Crook had his men drag the battered bodies from the coulee, where they lay for close to an hour while soldiers looked over the enemy dead. It struck Donegan as a pagan ritual, this satisfying the curiosity of the soldiers who had lost their own comrades in battle. While most only stared at the bodies before moving on, some chose to spit on the corpses.
Yet no soldier defiled the dead like Ute John, also known among the column as “Captain Jack.”
Chattering in his garbled pidgin English, the civilian member of Stanton’s Montana Volunteers made quite a show of it for a crowd of curious soldiers as he knelt over each of the squaws and scalped them with elaborate ceremony, demonstrating to the white men just how it was done.
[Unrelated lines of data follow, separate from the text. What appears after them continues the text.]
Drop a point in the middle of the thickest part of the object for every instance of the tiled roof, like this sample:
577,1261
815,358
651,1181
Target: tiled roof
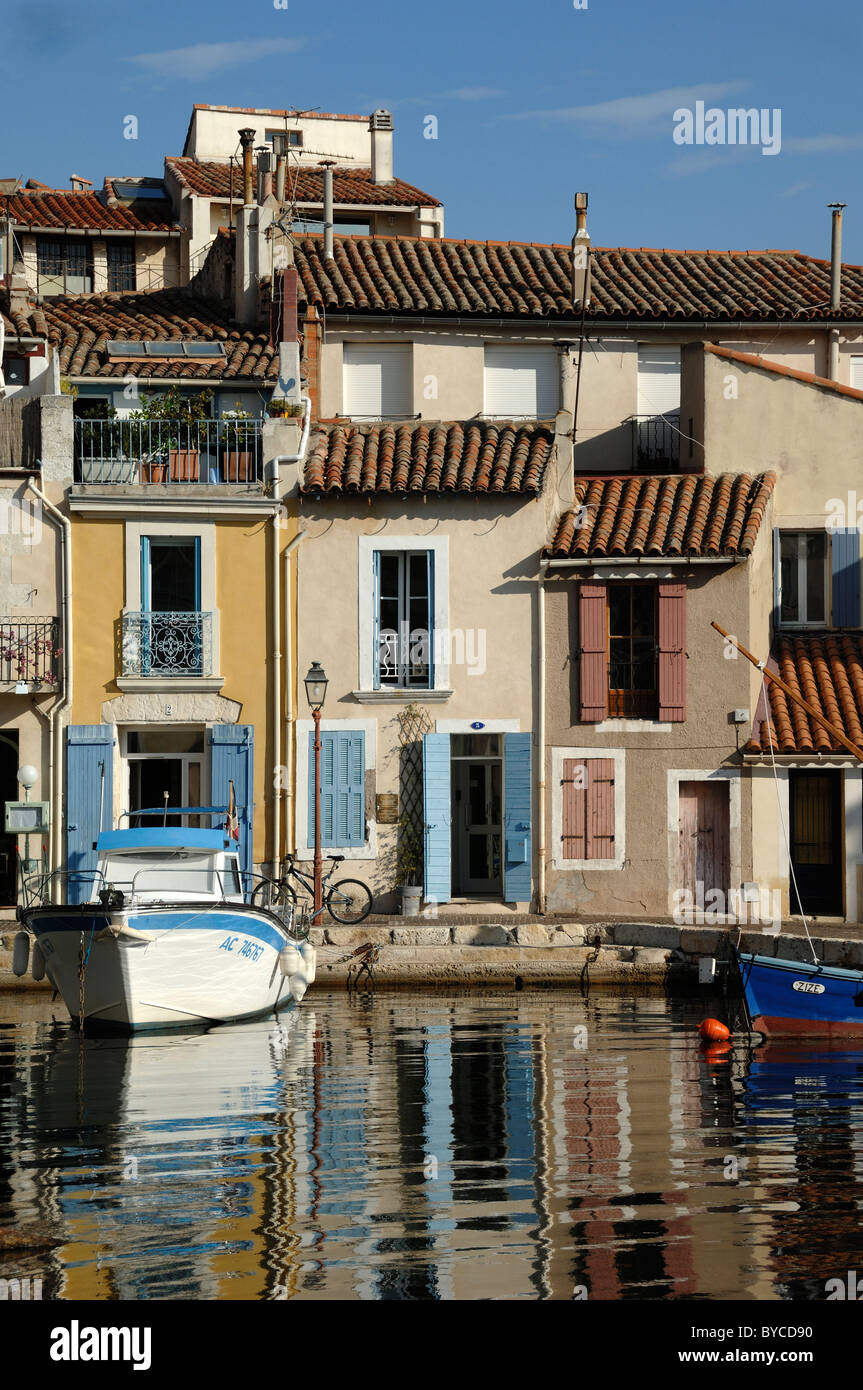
391,274
305,184
778,369
81,325
663,516
826,669
66,207
427,456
“Injun style,” he explained, his mouth half-filled with rotted teeth.
Having joined the troops in May when a band of miners had affixed themselves to Crook’s column, John was in reality only half-Northern or Weber Ute, the other half Shoshone. Called Nicaagat by his own people on the Wind River Reservation in Wyoming Territory, he had acquired a desperate thirst for the white man’s whiskey. That thirst took him to Salt Lake City for a six-month sojourn, during which time he claimed he’d been Christianized by Brigham Young’s Mormons.
“Ute John’s a Klischun,” he proudly reminded the onlookers, perhaps to convince them that what he was doing to the dead was not so barbaric an act as it might appear. “A Mo’mon Klischun.”
A loving Mormon family had given him shelter and taught him the rudiments of the English language. He had been “heap washed” of his sins, as many as three times in one year, and got a “heap b’iled shirt” of his very own to wear when he attended Sunday meetings to hear Prophet Brigham preach for hours on end.
While most of the soldiers turned away from the grisly spectacle, a few clamored to have a try at the scalping themselves. Donegan grumbled and started to turn aside, disgusted that none of the officers attempted to stop this savage depravity of tearing the hair from women’s skulls.
“What’s the matter with you, Irishman?” one of the old files asked Donegan. “You seen a lot worse before, I’d care to wager.”
“I have,” Seamus replied bitterly.
“So where the hell you get off being so goddamned righteous about it?” the veteran snarled. “Them prisoners the general took sure as hell getting treated good, ain’t they? Just think how things’d be for a bunch of us white men if we was took prisoner by a village of these sonsabitches. What fun they’d have killing us off real slow! So you just think about that, Irishman—before you go off being so goddamned high and mighty and looking down your nose at the likes of us gonna take a little revenge for what we seen done to our friends in the last ten years.”
Looking over that sullen group of angry soldiers who had turned to glare at him, Donegan finally said, “When I rode for the Army of the Potomac, and served Sheridan’s Army of the Shenandoah—I never once killed a woman or a child. And I’ll be damned if I’ve got to stand here and watch a coward take his revenge on women.”
“Just shut your mouth and go ’way,” Ute John grumbled, wagging his knife where he knelt on the ground to slice apart one of the women’s scalps so that each of the sympathetic soldiers could have a small lock.
“You best go, Irishman,” the old veteran suggested caustically. “Since you can’t seem to remember that these Injun bitches fight just as hard as the bucks.”